You are not responsible for the actions of your students; you are responsible for how you respond to the actions of your students. This simple mindset shift can be especially freeing for new teachers. It is your job to establish routines and procedures that set all students up for success. Even in the best managed classrooms, students have the power of choice, and sometimes they choose poorly. Those poor choices may occur during an observation. Administrators are far more interested in how you handle the disruptions created by students’ poor choices than about the choices themselves. Remain calm, address the situation with as little interference to instruction as possible, and move on. This business-like response exhibits professional confidence and showcases your strong classroom managerial skills.

Your administrators want you to do well; they are looking for positives when they watch you teach. Your principal and assistant principals were once classroom teachers, too. They understand the demands of the job, and they are eager to support you as you develop into a master teacher. Administrators also have a vested interest in your performance because your work directly impacts student achievement. By investing in your development, they are ultimately investing in their students.

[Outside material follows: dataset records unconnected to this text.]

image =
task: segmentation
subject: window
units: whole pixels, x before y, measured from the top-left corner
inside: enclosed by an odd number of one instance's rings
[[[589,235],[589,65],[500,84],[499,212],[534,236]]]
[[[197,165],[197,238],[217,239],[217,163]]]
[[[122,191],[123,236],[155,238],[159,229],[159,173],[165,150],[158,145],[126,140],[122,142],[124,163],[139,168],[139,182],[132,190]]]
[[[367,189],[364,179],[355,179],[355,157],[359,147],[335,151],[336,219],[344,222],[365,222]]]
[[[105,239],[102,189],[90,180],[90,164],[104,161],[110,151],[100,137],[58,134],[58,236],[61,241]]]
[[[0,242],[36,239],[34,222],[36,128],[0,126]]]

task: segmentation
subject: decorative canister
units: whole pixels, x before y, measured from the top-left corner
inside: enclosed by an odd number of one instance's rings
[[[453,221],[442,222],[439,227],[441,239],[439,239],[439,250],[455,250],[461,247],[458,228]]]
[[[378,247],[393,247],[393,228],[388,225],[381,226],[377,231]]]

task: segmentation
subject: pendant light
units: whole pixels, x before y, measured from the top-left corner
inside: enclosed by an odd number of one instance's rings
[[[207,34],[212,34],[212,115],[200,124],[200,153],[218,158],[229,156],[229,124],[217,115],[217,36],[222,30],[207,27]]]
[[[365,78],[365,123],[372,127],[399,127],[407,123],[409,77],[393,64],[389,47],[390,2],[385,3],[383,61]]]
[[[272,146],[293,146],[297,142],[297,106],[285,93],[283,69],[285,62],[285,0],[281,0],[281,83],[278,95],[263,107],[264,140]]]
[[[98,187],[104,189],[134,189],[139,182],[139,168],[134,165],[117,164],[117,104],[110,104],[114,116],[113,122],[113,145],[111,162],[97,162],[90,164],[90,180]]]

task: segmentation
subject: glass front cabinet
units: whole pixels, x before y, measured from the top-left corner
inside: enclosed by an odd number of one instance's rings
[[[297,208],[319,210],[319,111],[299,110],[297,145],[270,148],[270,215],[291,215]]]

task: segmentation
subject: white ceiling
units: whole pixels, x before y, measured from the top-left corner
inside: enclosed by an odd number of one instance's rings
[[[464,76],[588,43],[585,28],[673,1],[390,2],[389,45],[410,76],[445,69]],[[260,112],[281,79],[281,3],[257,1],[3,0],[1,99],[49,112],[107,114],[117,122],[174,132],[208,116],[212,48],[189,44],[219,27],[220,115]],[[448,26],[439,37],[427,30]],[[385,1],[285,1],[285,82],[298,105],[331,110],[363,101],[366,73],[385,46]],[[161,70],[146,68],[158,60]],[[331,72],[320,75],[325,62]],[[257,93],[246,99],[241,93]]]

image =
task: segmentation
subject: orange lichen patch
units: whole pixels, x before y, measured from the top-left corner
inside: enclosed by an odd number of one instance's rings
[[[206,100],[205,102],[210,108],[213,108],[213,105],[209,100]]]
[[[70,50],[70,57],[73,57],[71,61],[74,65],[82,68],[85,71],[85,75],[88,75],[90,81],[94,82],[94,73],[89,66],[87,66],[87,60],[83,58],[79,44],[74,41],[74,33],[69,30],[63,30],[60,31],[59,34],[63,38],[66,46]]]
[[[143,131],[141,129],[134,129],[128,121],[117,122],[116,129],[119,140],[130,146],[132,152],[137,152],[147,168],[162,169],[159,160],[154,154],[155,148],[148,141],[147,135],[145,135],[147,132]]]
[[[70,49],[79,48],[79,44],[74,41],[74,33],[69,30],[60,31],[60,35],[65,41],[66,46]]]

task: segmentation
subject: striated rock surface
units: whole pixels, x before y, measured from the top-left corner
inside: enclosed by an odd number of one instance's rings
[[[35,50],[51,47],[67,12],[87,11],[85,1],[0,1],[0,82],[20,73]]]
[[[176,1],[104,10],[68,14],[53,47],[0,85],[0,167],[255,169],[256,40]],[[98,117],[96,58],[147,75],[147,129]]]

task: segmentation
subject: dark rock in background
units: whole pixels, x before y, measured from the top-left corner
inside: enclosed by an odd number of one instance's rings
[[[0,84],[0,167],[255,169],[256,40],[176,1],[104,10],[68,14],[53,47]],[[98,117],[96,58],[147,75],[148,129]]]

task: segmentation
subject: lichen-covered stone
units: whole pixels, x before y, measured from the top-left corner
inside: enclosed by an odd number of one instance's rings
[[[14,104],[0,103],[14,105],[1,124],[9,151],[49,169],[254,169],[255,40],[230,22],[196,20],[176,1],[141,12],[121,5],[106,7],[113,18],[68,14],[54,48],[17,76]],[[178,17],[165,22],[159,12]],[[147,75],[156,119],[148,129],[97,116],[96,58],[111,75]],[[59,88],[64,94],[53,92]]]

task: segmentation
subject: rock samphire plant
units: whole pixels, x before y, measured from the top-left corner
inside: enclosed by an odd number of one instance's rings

Putting observations and evaluations into proper perspective can minimize the anxiety you may feel on observation day. Think about observations as the equivalent of formative assessments. They are intended to assess present levels of performance, identify areas for growth, and guide your professional learning. Think of your year-end evaluation as a summary assessment, not unlike a culminating test or project that you might assign at the end of the year. Just as teachers utilize all of the data available to them to determine students’ final grades, administrators consider numerous data points such as classroom observations, professional conversations, student performance, and teachers’ progress toward accomplishing their professional growth goals when making evaluation decisions. Growth is always the goal!

Regardless of your experience level, observations and evaluations can create a sense of anxiety which may be more pronounced because the process is unfamiliar. By developing positive lines of communication with your administrators, establishing a clear set of expectations related to classroom observations, and focusing on quality instruction that is best for students, you can navigate the evaluation process with confidence.